L'Opep+, regroupant 22 pays producteurs, a souligné l'importance vitale de préserver les voies maritimes internationales pour garantir le passage ininterrompu des ressources énergétiques. Actuellement, les pays du Golfe rencontrent des difficultés à exporter leur production, notamment en raison du blocage du détroit d'Ormuz par l'Iran, un point névralgique du transport maritime aux niveaux mondial.
Dans ce contexte inquiétant, l'Opep+ a décidé d'augmenter ses quotas de production de 206 000 barils par jour à partir de mai, après une hausse similaire en mars. Cette mesure vise à répondre à la demande croissante sur le marché, malgré les perturbations causées par la guerre et les tensions géopolitiques.
Des experts s'inquiètent des conséquences à long terme sur l'économie mondiale
Créée pour faire face à des crises passées, l'Opep+ anticipe d'importantes difficultés économiques à venir. Une analyse publiée par Le Monde confirme que l'impact des dommages causés par le conflit en cours pourrait se faire sentir pendant plusieurs années. Les experts recommandent une vigilance accrue pour préserver la stabilité du marché de l'énergie.

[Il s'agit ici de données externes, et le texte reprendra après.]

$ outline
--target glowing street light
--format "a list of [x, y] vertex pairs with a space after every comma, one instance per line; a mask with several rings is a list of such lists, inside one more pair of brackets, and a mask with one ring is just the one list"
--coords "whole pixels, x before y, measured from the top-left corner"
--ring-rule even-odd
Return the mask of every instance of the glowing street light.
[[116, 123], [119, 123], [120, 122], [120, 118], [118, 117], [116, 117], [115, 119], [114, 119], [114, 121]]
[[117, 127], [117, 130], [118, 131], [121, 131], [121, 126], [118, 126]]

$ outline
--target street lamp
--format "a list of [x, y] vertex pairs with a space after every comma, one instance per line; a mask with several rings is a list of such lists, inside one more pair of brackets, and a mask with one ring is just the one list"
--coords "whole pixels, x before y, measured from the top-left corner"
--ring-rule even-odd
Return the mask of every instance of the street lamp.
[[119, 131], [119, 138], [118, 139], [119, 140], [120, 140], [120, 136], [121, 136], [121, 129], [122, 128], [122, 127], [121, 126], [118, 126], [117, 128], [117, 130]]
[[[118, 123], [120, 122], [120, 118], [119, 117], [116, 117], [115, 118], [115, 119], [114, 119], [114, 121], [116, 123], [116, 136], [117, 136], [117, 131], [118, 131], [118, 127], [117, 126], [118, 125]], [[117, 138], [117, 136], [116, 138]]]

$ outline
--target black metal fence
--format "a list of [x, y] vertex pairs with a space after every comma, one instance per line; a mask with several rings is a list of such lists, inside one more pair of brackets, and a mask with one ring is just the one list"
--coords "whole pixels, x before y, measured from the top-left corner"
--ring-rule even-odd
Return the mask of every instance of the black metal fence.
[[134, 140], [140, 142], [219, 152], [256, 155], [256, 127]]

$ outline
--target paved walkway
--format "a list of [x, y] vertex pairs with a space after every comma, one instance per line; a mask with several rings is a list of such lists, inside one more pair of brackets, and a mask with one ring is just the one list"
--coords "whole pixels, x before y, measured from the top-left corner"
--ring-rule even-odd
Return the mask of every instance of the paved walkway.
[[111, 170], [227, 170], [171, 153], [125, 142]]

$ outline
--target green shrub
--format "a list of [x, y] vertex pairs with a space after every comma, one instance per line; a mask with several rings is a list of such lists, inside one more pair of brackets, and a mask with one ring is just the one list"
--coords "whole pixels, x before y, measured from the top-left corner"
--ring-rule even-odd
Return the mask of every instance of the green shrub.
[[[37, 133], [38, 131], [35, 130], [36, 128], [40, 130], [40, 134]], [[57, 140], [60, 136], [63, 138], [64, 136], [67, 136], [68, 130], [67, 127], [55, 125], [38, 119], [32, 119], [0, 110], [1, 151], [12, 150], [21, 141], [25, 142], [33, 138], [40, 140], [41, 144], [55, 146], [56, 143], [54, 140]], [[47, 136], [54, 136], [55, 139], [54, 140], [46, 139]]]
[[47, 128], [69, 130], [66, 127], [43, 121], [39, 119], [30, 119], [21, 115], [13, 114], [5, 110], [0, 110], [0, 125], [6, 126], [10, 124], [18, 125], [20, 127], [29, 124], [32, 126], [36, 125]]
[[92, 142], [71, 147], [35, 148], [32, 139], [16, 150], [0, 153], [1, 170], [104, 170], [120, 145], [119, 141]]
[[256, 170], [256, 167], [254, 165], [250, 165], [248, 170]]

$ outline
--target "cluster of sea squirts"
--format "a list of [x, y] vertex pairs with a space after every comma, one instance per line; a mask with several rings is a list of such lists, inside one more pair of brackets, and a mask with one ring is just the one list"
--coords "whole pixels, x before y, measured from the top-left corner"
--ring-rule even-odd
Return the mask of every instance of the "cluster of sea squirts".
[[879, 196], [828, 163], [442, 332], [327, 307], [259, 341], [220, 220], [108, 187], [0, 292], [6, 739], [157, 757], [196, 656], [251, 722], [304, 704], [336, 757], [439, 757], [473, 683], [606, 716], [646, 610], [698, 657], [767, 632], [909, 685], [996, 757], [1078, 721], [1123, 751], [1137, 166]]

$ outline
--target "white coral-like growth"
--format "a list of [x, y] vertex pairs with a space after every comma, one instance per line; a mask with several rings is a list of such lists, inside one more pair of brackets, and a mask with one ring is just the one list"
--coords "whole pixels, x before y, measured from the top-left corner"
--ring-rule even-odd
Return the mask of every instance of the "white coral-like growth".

Le responsable des opérations pétrolières à l'université de Paris-Dauphine a déclaré : "La situation actuelle exige une attention particulière. Les infrastructures endommagées ne pourront pas être reconstituées du jour au lendemain, et cela affectera le prix du pétrole à l'échelle mondiale."
Face à la menace de sanctions américaines à l'encontre de l'Iran, les tensions pourraient encore s'intensifier. Le détroit d'Ormuz, par lequel transite près de 20% du pétrole mondial, est désormais une zone de tension majeure, et la situation reste préoccupante pour l'avenir de l'approvisionnement mondial en énergie.